Things like this are, probably, a gradual process.
However . . . my very rough estimate is that most N.YC. denizens would date it to ca. 1994. Certainly, by 1996, the “not nice” things your friend was talking about (porn shows and open drug use in Times Sq.) were on their way out, or gone. By 1998, they were (with a very few exceptions, at least as to Times. Sq., in my limited experience) gone.
Conversely . . . from a number of conversations with a number of residents – I have met very few people who lived in the city pre 1994 who did not have a mugging story (by which, for the most part, I mean that they (or in a few cases, a close relative/friend) were mugged, with a weapon, usually)). In my (again, somewhat limited) experience, almost no one has a post 1994-'95 mugging story.
Another benchmark I suppose is vagrancy. The difference is palpable – pre-1994, the “squeegee men” and beggars were very aggressive in seeking alms, as it were. There are still quite a few knights of the road, but their, I don’t know, passivity, is notable. At least until recent visits, I have never had a beggar, post 1994, physically approach or accost me; they tend to sit in doorways. Without passing judgment, pre-1994, they were more “in the face” of passersby, which (rightly or wrongly) tends to spook people. Visit San Francisco’s Tenderloin, even today, and see the difference.
I’ve tried to avoid opining too much – these issues are fraught with political baggage. The era I’ve identified with Manhattan’s “niceness” is clearly largely coincident with the Giuliani era, though I’m neither trying to turn this into a GD/IMHO, nor to boost Rudy/bash Dinkins. Nor am I, here, opining on “root causes of homelessness,” etc., or on whether the “increased niceness” simply reflected extraneous boom-time economic circumstances. Certainly, you’ll find some who say that things are slipping back now, even under the Republican (or, some would say, “Republican,” Bloomberg); I’ve seen a bit more “broken windows” going unremdiated in recent experience.
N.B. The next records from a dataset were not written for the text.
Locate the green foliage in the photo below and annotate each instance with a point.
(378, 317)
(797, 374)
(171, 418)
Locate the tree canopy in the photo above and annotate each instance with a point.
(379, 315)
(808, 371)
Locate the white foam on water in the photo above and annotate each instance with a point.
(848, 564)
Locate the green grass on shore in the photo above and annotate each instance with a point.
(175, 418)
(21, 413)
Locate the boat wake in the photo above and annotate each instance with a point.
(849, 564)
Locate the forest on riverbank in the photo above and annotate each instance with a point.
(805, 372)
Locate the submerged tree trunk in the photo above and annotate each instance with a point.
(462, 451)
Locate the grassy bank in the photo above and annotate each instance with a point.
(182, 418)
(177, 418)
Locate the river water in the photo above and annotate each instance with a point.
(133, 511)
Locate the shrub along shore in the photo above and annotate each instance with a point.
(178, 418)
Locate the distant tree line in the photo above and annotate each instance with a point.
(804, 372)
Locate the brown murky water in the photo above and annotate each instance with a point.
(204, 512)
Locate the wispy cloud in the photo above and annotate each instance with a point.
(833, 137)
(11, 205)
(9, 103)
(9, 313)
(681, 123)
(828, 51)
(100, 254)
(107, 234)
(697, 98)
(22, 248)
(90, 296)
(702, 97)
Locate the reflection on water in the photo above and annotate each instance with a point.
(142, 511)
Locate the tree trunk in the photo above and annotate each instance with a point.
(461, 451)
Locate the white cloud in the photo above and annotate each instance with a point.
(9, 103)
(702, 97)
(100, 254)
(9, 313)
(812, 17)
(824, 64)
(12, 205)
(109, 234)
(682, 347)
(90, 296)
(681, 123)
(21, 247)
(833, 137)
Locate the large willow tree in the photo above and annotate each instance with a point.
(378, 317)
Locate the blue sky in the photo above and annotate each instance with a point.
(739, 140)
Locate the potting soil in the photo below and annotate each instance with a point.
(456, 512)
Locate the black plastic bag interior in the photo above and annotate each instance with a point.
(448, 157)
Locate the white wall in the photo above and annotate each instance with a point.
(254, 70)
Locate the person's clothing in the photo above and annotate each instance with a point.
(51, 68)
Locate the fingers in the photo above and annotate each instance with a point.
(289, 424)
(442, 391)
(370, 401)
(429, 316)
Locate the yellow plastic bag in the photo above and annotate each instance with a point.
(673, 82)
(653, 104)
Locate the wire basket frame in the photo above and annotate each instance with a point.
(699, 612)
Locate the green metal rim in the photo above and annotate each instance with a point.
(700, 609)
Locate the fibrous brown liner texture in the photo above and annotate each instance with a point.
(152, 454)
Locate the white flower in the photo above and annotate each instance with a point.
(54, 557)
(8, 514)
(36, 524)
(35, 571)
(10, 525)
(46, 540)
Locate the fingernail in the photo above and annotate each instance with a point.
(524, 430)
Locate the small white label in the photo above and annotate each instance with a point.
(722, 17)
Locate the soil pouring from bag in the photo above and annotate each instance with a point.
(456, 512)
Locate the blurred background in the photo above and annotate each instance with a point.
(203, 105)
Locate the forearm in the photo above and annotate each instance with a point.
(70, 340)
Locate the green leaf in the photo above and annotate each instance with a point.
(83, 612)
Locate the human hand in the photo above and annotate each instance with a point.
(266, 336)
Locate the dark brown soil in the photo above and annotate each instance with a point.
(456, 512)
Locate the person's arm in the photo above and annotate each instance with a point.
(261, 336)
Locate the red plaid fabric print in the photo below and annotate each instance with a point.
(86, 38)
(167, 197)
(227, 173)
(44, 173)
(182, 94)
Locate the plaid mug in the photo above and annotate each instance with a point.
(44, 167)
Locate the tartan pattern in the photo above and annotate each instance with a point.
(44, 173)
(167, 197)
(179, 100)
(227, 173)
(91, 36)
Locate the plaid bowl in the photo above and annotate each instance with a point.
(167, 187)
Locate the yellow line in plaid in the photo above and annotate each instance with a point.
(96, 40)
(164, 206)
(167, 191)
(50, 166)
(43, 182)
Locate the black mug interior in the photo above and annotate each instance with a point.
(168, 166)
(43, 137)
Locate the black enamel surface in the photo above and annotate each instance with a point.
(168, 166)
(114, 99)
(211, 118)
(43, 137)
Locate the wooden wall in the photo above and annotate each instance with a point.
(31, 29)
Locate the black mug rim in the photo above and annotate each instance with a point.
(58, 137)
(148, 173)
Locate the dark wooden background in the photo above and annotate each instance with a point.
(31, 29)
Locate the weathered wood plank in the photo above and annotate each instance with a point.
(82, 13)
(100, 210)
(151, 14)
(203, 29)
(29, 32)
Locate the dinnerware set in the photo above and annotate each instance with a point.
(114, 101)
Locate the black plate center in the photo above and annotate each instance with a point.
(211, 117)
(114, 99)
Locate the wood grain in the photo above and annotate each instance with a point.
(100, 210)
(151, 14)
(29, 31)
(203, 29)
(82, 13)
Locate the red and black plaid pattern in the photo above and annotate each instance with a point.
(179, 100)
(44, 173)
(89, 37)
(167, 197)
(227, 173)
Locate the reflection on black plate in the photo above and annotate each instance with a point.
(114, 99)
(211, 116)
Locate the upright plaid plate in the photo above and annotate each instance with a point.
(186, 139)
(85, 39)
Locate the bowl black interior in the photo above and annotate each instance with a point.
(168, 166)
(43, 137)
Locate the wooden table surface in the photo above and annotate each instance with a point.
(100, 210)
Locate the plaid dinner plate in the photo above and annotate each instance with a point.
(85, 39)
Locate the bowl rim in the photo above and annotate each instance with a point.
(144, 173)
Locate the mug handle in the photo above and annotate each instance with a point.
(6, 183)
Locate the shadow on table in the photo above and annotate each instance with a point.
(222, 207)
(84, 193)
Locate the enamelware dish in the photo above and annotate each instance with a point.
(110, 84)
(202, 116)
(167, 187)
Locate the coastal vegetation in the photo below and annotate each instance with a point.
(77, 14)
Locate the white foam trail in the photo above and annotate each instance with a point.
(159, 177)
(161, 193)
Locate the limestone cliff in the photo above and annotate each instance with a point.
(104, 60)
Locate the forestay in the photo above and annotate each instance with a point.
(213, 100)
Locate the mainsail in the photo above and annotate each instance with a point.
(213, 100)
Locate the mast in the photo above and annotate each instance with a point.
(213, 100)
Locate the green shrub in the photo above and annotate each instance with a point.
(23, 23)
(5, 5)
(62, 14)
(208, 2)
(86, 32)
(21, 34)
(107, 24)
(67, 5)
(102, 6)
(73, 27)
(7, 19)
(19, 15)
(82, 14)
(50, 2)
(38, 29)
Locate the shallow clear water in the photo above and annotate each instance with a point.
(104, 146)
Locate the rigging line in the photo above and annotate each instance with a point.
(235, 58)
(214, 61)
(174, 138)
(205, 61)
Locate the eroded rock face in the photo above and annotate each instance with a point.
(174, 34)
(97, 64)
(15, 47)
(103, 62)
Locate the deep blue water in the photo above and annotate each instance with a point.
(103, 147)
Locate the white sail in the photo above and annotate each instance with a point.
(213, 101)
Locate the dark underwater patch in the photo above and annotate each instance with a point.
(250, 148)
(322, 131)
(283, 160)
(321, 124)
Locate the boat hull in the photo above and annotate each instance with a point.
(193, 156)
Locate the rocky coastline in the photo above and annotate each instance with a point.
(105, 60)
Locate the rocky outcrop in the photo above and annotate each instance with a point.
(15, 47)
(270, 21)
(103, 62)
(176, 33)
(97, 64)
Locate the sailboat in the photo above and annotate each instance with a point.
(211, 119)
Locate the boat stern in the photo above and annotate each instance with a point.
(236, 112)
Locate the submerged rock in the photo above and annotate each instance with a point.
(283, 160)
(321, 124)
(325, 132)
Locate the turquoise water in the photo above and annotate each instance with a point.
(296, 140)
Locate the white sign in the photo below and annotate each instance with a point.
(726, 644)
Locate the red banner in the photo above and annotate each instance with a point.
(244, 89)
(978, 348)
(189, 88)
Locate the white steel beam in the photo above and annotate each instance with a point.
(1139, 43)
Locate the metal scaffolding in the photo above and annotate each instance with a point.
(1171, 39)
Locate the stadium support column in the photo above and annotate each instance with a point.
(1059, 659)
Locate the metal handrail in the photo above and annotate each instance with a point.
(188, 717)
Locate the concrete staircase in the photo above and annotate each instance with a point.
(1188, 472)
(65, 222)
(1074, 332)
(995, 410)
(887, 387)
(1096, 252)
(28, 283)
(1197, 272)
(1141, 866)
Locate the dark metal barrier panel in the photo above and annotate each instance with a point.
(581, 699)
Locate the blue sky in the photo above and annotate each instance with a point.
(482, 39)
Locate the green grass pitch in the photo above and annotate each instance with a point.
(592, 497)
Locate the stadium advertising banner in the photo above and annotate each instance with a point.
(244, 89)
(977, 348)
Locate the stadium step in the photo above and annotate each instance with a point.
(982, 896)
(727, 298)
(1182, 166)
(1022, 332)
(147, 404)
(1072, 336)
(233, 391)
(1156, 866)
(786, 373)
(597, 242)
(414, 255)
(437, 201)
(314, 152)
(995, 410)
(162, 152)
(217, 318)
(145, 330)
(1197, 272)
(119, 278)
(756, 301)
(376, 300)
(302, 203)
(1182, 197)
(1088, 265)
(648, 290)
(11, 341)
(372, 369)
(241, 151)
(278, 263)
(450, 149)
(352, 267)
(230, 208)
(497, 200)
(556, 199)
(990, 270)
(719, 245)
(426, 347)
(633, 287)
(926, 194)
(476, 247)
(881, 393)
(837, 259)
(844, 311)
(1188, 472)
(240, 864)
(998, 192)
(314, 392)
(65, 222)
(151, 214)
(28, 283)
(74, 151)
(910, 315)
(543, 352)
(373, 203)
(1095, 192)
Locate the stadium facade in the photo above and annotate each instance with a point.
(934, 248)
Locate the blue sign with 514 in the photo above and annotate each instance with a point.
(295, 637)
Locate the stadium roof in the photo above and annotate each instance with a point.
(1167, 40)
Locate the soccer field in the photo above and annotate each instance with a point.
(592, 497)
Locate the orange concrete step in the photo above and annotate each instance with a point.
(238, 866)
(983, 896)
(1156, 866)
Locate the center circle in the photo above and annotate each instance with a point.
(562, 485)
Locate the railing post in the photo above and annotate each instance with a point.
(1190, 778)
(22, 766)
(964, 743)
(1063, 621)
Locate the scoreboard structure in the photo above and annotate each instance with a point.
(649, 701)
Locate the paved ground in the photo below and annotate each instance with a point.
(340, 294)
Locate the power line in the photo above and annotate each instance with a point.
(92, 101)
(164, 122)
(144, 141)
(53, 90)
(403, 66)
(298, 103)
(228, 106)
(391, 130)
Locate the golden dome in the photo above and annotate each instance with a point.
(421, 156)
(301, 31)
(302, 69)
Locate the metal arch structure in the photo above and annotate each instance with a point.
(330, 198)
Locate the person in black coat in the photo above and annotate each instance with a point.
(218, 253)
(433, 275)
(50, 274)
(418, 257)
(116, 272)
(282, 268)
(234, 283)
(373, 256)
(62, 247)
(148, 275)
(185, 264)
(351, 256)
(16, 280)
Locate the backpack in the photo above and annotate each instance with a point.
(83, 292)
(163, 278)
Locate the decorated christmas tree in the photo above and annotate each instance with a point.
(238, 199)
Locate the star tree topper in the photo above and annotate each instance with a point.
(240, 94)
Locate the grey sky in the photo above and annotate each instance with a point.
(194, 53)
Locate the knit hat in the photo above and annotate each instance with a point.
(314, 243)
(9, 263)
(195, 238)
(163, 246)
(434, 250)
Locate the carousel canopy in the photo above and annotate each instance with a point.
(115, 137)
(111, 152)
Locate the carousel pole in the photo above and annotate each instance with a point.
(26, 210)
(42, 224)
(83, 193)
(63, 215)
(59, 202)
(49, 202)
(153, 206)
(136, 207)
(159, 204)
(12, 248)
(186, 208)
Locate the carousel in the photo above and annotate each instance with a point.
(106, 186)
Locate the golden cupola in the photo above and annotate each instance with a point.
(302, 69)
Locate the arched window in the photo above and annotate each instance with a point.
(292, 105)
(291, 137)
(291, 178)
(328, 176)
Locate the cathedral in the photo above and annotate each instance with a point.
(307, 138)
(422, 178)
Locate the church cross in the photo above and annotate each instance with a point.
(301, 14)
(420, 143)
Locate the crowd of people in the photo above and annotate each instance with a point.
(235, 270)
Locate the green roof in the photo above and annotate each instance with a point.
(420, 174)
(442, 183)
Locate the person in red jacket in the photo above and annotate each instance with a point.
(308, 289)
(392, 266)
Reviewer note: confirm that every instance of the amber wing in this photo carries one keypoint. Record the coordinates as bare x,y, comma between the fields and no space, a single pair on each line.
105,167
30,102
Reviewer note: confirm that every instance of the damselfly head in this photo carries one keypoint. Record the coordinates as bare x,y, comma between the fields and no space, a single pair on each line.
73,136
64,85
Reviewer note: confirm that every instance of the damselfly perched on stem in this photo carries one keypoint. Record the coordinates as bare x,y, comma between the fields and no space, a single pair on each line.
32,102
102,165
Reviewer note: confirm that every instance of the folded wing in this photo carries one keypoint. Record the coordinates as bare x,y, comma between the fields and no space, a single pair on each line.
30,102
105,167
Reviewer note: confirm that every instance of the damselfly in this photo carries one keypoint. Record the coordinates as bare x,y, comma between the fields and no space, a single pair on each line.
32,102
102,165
This also doesn’t address the fact that much of Manhattan, and N.Y.C., still isn’t, and never really was, that nice – and for the guys who continued to get mugged, periodically, in the Village, the “niceness” was no consolation, even in the “nice parts.” As for the “not-nice” parts – Washington Heights? East New York? Parts of Alphabet City, anyone? But . . . at the height of the “renaissance” . . . it was rather amazing to see how much safer the formerly blighted sections (much of East and West Harlem; Inwood; LES; Hell’s Kitchen) had become.